Adultos devem quadruplicar exercícios semanais, revela pesquisa

Nova Pesquisa Aponta Necessidade de Quatro Vezes Mais Exercício para Proteger o Coração

Adultos podem precisar de até quatro vezes mais atividade física do que o atualmente recomendado para alcançar uma redução significativa no risco de infarto e Acidente Vascular Cerebral (AVC).
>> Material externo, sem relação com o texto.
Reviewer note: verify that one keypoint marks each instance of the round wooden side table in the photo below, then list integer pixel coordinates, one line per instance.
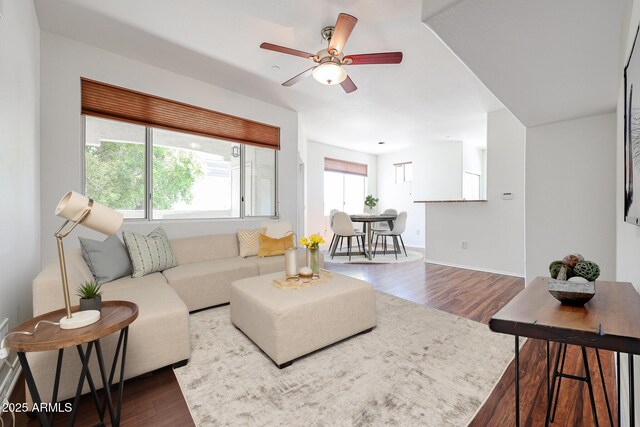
(115, 316)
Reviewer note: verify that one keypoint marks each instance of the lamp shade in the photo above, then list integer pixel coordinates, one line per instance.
(101, 218)
(329, 73)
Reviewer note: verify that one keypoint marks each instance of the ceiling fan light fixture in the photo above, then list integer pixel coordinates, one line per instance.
(329, 73)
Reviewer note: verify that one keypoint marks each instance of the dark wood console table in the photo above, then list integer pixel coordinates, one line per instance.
(116, 316)
(611, 321)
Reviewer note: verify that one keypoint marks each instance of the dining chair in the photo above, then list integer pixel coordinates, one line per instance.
(332, 212)
(343, 227)
(399, 225)
(383, 225)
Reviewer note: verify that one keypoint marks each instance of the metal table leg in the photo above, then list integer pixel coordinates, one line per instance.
(618, 383)
(367, 225)
(604, 387)
(632, 400)
(590, 386)
(28, 376)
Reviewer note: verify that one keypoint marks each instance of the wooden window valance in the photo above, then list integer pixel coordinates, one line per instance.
(117, 103)
(353, 168)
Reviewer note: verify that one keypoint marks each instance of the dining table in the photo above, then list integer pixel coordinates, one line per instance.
(367, 221)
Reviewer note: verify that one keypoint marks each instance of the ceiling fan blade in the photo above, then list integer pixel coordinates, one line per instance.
(341, 32)
(373, 58)
(287, 50)
(348, 85)
(296, 79)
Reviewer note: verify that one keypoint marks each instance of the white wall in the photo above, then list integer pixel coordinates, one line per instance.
(19, 158)
(627, 235)
(474, 160)
(570, 197)
(316, 152)
(19, 168)
(494, 230)
(64, 61)
(437, 175)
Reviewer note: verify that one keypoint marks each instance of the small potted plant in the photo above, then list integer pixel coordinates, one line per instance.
(370, 202)
(90, 297)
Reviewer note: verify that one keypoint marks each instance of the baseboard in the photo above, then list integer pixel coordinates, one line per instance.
(468, 267)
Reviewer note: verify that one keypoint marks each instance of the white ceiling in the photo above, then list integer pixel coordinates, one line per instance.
(546, 60)
(430, 97)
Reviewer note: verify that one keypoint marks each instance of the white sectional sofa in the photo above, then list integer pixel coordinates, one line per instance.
(207, 265)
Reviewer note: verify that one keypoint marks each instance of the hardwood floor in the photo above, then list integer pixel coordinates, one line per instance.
(155, 399)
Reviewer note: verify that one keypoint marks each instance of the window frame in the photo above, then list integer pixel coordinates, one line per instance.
(148, 184)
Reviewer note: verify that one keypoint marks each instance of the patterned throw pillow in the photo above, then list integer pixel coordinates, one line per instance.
(149, 253)
(249, 241)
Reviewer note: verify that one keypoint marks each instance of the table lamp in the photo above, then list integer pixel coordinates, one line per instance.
(79, 209)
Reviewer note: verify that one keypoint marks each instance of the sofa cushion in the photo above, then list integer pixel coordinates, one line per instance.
(276, 229)
(108, 260)
(130, 282)
(205, 248)
(149, 253)
(272, 247)
(205, 284)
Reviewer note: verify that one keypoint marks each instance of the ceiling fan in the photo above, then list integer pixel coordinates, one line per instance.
(331, 61)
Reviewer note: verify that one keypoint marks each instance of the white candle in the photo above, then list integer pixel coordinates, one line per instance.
(290, 258)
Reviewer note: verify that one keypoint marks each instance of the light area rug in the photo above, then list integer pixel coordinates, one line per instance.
(380, 258)
(418, 367)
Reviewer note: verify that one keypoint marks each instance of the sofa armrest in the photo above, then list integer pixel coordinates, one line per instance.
(47, 286)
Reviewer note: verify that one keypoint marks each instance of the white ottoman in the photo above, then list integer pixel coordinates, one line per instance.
(289, 323)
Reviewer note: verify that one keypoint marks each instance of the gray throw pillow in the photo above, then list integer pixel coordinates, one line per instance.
(149, 253)
(107, 260)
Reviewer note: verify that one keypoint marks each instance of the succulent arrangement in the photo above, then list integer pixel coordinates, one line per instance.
(371, 201)
(88, 290)
(574, 268)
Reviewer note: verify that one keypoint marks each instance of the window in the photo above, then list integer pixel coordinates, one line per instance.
(152, 173)
(403, 172)
(345, 186)
(471, 186)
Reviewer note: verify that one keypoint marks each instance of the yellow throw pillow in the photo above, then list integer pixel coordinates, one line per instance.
(272, 247)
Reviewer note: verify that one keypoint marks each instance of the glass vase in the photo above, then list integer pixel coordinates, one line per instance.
(312, 261)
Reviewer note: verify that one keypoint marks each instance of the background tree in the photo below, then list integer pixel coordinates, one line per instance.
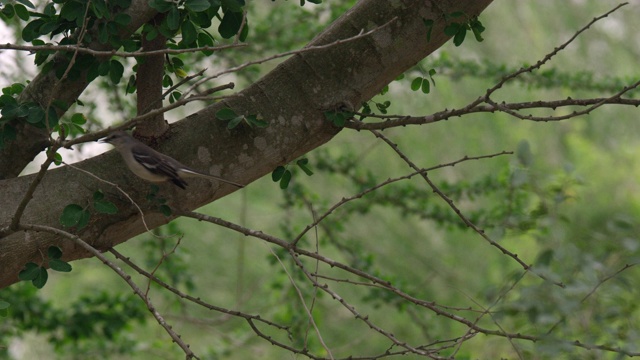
(367, 258)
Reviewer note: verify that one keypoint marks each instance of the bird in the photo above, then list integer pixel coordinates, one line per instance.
(153, 166)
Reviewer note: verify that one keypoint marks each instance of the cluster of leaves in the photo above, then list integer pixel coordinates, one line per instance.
(283, 175)
(96, 321)
(74, 215)
(32, 112)
(458, 29)
(104, 22)
(38, 274)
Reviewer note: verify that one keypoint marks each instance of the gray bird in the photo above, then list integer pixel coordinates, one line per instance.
(153, 166)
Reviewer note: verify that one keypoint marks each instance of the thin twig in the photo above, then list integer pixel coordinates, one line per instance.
(77, 240)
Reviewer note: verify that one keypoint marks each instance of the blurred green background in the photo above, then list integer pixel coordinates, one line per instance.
(567, 201)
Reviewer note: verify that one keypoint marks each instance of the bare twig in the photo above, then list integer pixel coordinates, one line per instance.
(77, 240)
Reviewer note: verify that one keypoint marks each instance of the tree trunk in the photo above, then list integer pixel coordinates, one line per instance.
(292, 98)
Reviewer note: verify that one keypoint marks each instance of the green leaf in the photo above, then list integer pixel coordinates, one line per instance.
(57, 159)
(226, 114)
(22, 12)
(41, 279)
(426, 86)
(458, 39)
(416, 83)
(165, 210)
(78, 119)
(302, 164)
(105, 207)
(189, 32)
(30, 31)
(72, 11)
(286, 178)
(8, 11)
(205, 39)
(477, 28)
(452, 29)
(338, 118)
(59, 265)
(31, 271)
(197, 5)
(71, 215)
(49, 9)
(27, 3)
(276, 175)
(161, 5)
(116, 70)
(233, 5)
(173, 19)
(54, 252)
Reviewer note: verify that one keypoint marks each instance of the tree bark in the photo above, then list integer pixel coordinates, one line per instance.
(292, 98)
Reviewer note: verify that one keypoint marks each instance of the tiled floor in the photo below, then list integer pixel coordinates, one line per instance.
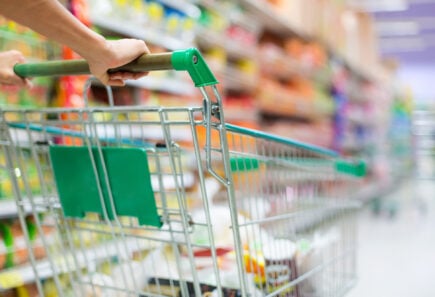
(396, 256)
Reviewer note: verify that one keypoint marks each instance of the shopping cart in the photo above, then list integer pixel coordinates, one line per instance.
(156, 201)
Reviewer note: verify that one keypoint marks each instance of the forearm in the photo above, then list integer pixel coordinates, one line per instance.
(51, 19)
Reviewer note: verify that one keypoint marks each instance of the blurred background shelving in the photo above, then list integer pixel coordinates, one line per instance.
(310, 70)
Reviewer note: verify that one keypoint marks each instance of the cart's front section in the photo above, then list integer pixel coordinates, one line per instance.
(143, 201)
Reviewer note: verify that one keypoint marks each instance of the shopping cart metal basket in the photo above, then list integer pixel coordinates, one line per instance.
(161, 201)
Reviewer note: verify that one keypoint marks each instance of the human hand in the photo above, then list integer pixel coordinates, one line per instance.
(8, 77)
(116, 53)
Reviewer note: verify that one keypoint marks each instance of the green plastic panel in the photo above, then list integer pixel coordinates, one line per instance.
(239, 164)
(358, 169)
(191, 60)
(128, 178)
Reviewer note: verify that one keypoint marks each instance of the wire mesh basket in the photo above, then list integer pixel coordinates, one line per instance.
(157, 201)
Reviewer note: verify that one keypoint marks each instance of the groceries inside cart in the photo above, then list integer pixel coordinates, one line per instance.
(156, 201)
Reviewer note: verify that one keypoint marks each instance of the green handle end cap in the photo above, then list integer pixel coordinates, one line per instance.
(191, 60)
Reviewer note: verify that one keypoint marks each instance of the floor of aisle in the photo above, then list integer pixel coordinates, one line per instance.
(396, 255)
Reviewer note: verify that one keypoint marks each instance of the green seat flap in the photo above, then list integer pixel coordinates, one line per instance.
(128, 178)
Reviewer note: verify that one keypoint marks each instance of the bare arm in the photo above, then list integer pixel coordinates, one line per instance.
(51, 19)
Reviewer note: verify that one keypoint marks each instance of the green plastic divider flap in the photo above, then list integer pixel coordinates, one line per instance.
(191, 60)
(128, 177)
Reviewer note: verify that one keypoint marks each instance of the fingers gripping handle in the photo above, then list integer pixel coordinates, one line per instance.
(189, 60)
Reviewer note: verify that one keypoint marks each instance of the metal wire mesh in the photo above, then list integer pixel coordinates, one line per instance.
(241, 213)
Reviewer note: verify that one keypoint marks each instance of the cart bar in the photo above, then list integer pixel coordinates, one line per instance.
(189, 60)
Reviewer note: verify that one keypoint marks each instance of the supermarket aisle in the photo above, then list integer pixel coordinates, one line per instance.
(397, 254)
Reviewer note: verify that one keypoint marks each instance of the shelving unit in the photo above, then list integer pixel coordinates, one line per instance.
(282, 105)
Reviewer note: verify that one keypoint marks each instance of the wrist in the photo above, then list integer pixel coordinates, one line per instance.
(96, 47)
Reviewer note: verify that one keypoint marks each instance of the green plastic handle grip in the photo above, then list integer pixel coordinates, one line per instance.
(189, 60)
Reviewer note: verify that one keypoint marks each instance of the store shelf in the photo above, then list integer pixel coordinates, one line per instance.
(169, 85)
(236, 80)
(283, 67)
(21, 275)
(263, 12)
(207, 38)
(8, 207)
(186, 7)
(146, 33)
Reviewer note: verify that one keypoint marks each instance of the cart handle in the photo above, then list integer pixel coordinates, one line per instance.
(189, 60)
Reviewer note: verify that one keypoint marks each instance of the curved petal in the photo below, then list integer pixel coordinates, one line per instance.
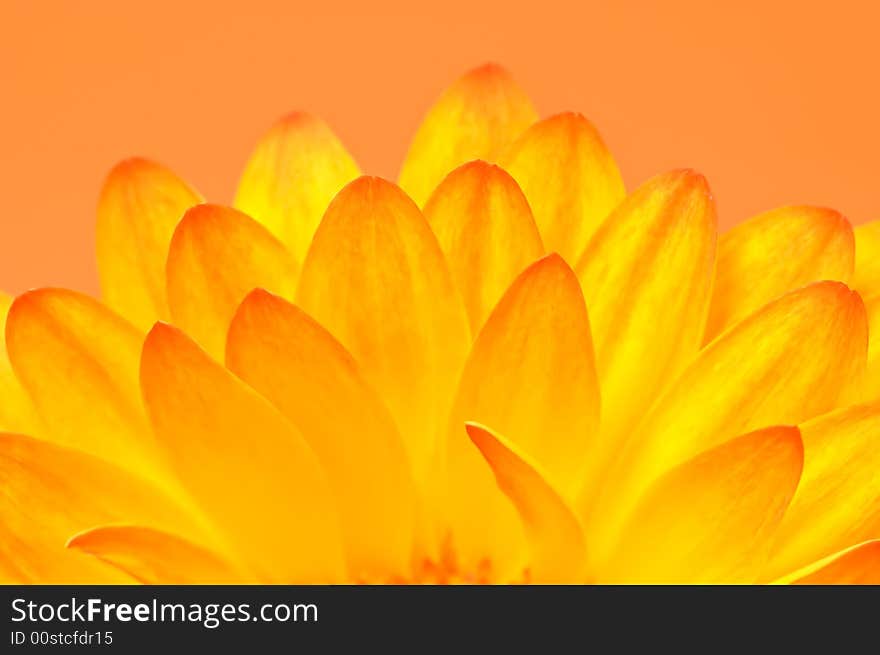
(375, 277)
(78, 361)
(556, 540)
(295, 363)
(475, 118)
(791, 360)
(248, 468)
(838, 501)
(569, 177)
(647, 277)
(486, 230)
(140, 204)
(51, 493)
(858, 564)
(155, 557)
(291, 177)
(217, 256)
(710, 520)
(866, 278)
(773, 253)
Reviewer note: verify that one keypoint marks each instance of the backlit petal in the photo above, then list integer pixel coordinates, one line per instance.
(866, 278)
(838, 501)
(376, 278)
(247, 466)
(217, 256)
(475, 118)
(487, 232)
(556, 541)
(858, 564)
(791, 360)
(569, 177)
(647, 276)
(51, 493)
(291, 177)
(710, 519)
(773, 253)
(140, 204)
(155, 557)
(78, 361)
(295, 363)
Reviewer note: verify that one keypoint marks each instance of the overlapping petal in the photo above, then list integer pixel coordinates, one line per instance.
(710, 519)
(140, 205)
(291, 177)
(376, 278)
(295, 363)
(243, 462)
(475, 118)
(569, 177)
(217, 256)
(776, 252)
(487, 232)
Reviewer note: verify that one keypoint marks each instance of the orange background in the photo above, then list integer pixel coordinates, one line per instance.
(776, 102)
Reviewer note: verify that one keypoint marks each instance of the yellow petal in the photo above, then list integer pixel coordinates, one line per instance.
(866, 278)
(475, 118)
(291, 177)
(295, 363)
(773, 253)
(247, 467)
(217, 256)
(16, 410)
(710, 520)
(569, 177)
(531, 376)
(556, 541)
(487, 232)
(858, 564)
(140, 204)
(50, 493)
(838, 501)
(647, 276)
(155, 557)
(376, 278)
(791, 360)
(78, 361)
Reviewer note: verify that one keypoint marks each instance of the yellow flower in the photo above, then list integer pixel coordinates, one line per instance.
(517, 372)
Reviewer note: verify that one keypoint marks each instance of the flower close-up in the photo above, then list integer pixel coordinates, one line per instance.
(504, 367)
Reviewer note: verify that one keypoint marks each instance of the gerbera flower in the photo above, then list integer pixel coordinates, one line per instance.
(494, 372)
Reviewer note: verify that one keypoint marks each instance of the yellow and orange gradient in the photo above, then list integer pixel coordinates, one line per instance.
(506, 369)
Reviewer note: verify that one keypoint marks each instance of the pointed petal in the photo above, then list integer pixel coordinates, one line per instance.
(858, 564)
(295, 363)
(375, 277)
(291, 177)
(556, 541)
(475, 118)
(16, 410)
(247, 467)
(776, 252)
(838, 501)
(487, 232)
(569, 177)
(710, 520)
(531, 376)
(50, 493)
(217, 256)
(866, 278)
(791, 360)
(647, 276)
(155, 557)
(140, 204)
(78, 361)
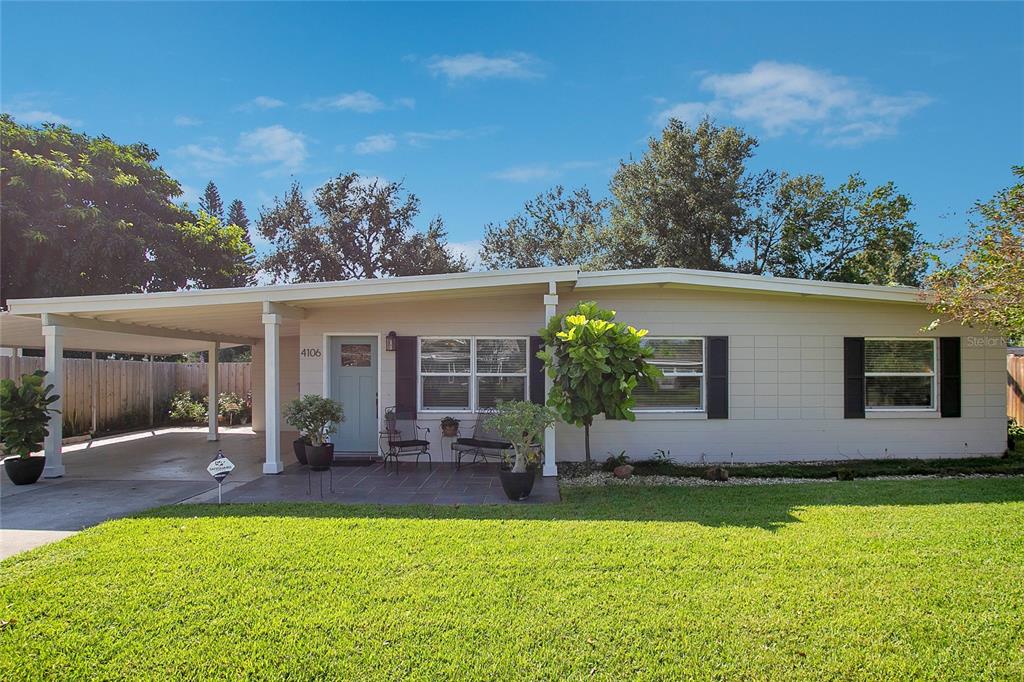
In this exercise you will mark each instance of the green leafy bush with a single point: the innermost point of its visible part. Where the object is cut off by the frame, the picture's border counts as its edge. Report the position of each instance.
(522, 424)
(185, 409)
(25, 413)
(595, 364)
(314, 417)
(229, 407)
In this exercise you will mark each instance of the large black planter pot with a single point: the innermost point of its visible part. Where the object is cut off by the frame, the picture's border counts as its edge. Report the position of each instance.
(300, 450)
(24, 471)
(517, 485)
(320, 457)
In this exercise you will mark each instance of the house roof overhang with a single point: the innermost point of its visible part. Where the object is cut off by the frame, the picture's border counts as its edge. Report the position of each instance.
(175, 322)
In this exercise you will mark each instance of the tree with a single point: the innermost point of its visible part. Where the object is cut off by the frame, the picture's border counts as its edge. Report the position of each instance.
(986, 288)
(554, 228)
(211, 202)
(237, 215)
(360, 230)
(595, 364)
(682, 205)
(428, 253)
(799, 227)
(86, 215)
(213, 250)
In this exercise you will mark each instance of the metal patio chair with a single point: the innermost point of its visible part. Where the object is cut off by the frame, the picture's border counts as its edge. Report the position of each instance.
(483, 444)
(402, 437)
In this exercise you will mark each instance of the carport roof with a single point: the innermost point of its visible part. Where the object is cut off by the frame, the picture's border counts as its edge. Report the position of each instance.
(170, 322)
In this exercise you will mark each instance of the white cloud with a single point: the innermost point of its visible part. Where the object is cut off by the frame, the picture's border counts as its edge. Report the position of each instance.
(470, 249)
(260, 102)
(274, 144)
(476, 66)
(424, 138)
(793, 98)
(206, 158)
(376, 144)
(34, 109)
(537, 172)
(526, 173)
(359, 101)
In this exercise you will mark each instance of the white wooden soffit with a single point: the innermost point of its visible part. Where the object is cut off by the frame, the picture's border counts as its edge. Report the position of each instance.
(72, 322)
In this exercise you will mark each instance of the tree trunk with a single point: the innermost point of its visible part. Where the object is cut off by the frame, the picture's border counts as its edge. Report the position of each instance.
(520, 462)
(586, 432)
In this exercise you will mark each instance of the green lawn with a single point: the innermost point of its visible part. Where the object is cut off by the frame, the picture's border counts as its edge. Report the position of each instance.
(884, 580)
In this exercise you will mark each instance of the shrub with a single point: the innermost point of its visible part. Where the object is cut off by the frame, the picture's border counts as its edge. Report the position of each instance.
(314, 416)
(522, 424)
(229, 406)
(25, 413)
(1015, 433)
(185, 409)
(595, 364)
(615, 461)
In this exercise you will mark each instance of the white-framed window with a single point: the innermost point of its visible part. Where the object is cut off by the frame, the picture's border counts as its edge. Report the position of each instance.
(899, 374)
(682, 388)
(467, 374)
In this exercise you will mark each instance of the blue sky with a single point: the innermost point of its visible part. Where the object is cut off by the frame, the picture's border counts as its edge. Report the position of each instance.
(478, 108)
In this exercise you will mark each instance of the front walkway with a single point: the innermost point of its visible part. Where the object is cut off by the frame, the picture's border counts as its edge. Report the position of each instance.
(414, 484)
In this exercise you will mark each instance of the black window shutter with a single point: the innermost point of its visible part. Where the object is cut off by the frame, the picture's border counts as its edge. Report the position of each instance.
(853, 374)
(718, 377)
(404, 377)
(536, 371)
(949, 376)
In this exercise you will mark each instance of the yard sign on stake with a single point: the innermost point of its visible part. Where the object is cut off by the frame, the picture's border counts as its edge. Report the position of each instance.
(219, 468)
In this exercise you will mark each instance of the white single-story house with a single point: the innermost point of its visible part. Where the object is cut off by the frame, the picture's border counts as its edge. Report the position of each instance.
(756, 369)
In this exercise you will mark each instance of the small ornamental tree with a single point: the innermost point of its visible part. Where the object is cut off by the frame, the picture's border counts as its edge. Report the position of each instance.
(521, 424)
(595, 364)
(986, 288)
(314, 416)
(25, 413)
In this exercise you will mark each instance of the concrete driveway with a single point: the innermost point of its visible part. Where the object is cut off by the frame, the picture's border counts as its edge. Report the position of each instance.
(120, 476)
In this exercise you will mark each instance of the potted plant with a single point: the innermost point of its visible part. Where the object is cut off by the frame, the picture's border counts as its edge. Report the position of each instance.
(315, 417)
(25, 414)
(450, 427)
(522, 424)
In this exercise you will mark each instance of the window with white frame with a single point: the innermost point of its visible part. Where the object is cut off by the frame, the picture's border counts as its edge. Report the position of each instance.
(682, 363)
(472, 373)
(899, 374)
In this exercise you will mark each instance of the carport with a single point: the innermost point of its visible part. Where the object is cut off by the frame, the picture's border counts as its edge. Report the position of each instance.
(57, 333)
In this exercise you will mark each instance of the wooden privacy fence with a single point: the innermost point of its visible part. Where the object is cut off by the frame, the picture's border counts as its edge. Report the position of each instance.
(1015, 387)
(122, 389)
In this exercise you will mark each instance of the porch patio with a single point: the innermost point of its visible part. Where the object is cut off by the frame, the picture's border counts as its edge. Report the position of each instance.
(412, 484)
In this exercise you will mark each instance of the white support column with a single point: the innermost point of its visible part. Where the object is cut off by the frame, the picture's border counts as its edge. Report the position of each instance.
(550, 310)
(211, 384)
(93, 396)
(271, 384)
(53, 364)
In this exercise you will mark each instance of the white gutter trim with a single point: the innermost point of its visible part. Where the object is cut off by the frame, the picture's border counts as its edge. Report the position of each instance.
(752, 283)
(292, 293)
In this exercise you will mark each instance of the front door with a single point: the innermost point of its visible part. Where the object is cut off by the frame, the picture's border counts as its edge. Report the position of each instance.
(353, 383)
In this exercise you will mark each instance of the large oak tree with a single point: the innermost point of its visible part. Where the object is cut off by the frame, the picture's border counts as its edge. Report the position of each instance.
(360, 229)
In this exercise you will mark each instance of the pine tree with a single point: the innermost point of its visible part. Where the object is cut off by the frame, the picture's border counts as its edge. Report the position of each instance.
(211, 202)
(237, 214)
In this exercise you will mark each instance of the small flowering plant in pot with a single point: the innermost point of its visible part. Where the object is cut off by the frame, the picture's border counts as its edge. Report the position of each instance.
(521, 424)
(25, 416)
(450, 427)
(315, 417)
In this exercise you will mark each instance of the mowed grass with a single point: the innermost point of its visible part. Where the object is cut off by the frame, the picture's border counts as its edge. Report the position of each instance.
(883, 580)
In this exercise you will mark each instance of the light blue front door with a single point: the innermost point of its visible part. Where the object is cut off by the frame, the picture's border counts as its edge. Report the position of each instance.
(353, 383)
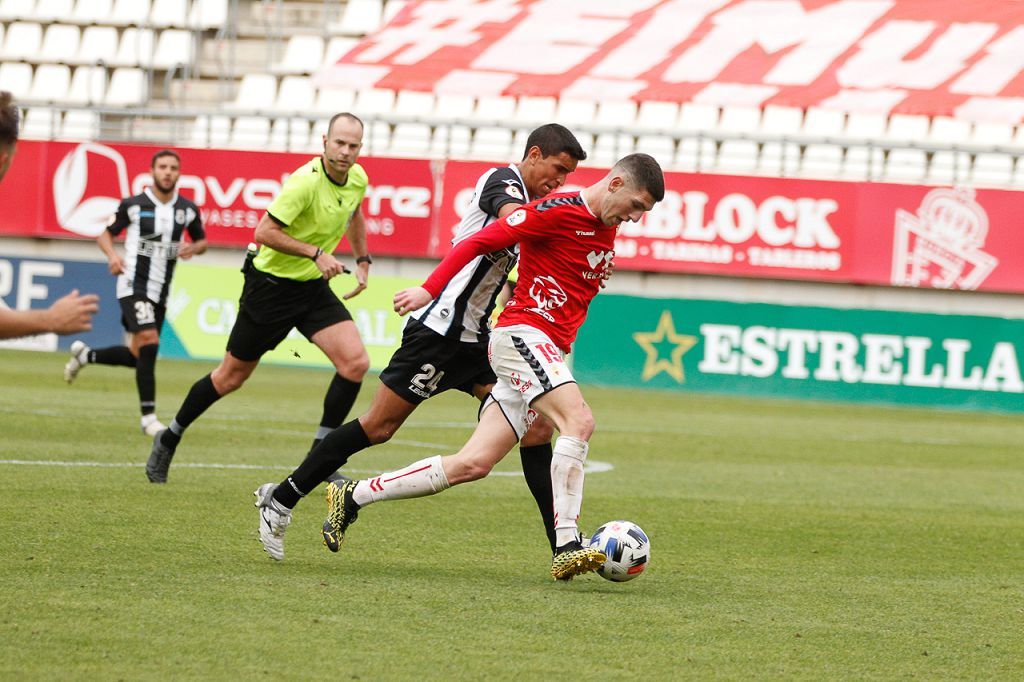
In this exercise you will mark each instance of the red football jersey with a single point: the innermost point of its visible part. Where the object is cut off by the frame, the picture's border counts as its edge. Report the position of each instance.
(564, 251)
É o que revela uma nova pesquisa, publicada no prestigiado *British Journal of Sports Medicine*, que questiona a universalidade das diretrizes atuais e sugere a criação de metas personalizadas de acordo com o condicionamento individual.

As recomendações vigentes da Organização Mundial da Saúde (OMS) e de outras autoridades sanitárias estipulam um mínimo de 150 minutos semanais de exercício físico de intensidade moderada a vigorosa. Esta carga inclui atividades como caminhada rápida, corrida leve ou ciclismo, visando a melhoria da saúde cardiovascular geral.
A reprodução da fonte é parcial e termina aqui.